Joli. Mais pas autant encore que ...Loves your curves and all your edges, all your perfect imperfections...
Les deux derniers mots peuvent pour moi être aussi séduisants, souvent plus, que la beauté lisse et frappante. J'appelais d'ailleurs la chanson Perfect Imperfections quand je la commandais à mon fils: "Monkee, mets-donc Perfect Imperfections!"
J'ai écouté coup sur coup deux films forts différents il n'y a pas longtemps. Le premier, malgré de grands moments visuels, m'a un peu agacé. J'ai ADORÉ le second. Je me suis demandé pourquoi.
Le premier, Lincoln de Spielberg, m'a agacé parce que je le trouvais affecté, surjoué comme au théâtre. Voilà la femme de Lincoln en dépression, voilà un homme du congrès parfaitement conscient que ce qu'il dit est historiquement important expliquant le trémolo dans la voix quand il parle, voilà un irlandais surjouant good Ol' Abe, voilà un gros plan nous montrant un article soigneusement recherché par les consultants historiques autour du film.
Voilà trop d'orgueil.
Dans le second, Nebraska d'Alexander Payne, je ne soupçonnais pas que, justement, la ville de Lincoln en Alabama, allait y jouer un rôle si important.
Et pourtant les deux films sont nettement différents.
Drôle, cynique, touchant, brillant.
Des États-Unis comme Payne les filme tout le temps. Tout en parfaites imperfections.
Et un souci du détail dans le scénario qui m'éblouit chaque fois. 2 exemples: Une ancienne copine* du fils du vieil homme vient reporter des affaires chez son ex. Elle lui souligne que les plantes près de la fenêtre vont mourir si elles y restent et auraient besoin d'eau. Sur quoi, l'homme les prends et les transporte à la cuisine. Levant les pots, on découvre des dollars cachés sous l'un de ceux-ci. La scène est filmée de loin, on pourrait ne pas l'avoir remarqué. L'homme qui prend les pots ne l'a pas remarqué. L'ex-copine, dont ce sera la seule et unique scène du film, remarque cet argent, s'en saisi, le cache dans sa veste, n'y fera plus référence avant de quitter l'endroit. Plus riche.

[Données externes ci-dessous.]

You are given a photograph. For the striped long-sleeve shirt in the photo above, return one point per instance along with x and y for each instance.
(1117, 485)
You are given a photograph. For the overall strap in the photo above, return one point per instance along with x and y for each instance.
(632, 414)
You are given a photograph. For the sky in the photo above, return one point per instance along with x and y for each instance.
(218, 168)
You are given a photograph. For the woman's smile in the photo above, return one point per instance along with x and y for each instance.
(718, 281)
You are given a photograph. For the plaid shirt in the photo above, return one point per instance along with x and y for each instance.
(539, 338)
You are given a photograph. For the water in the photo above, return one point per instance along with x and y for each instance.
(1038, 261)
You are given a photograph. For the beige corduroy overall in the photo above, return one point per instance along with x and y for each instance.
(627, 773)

C'est un film totalement en lien avec l'économie actuelle aux U.S. of A.
Autre exemple de souci du détail savoureux: Lorsque le vieil homme passe dans son village natal de Hawtorne, très rapidement on le pense millionnaire. Ça suscite l'attention du journal local qui voudra un article et une photo. Le photographe déplacé pour prendre la photo pour le journal sera un jeune garçon d'à peu près 14 ans qui arrivera en vélo avec son gros appareil de 1981. Personne ne semble étonné de tout ça.
"on fait avec les moyens qu'on a" nous dit cette scène.
Le contraire d'un orgueilleux plan qui nous montre l'étendue de la mise-en-scène d'un champs de bataille, le budget investi sur les costumes et les discours à la voix chevrotante pour faire valoir son point.
Du vrai glissé dans le cinéma. Art qui reste une mise en scène artificielle.
C'est légèrement injuste de comparer le film de Steven à celui d'Alexander qui n'avait pas les mêmes visées. L'un se voulait à grand déploiement et à saveur patriotique pour une Amérique en besoin d'héros solides. L'autre plaçait sa caméra sur des anges déchus dans une Amérique obèse, gourmande et lacunaires.
Les deux, tous deux cinéphiles avant tout, font du sacré bon travail. Mais différemment. L'un avec orgueil, l'autre humilité.
*Et pas un canon à la Cameron Diaz, une jeune femme modeste, obèse, girl next door, comme on en connait des milliers.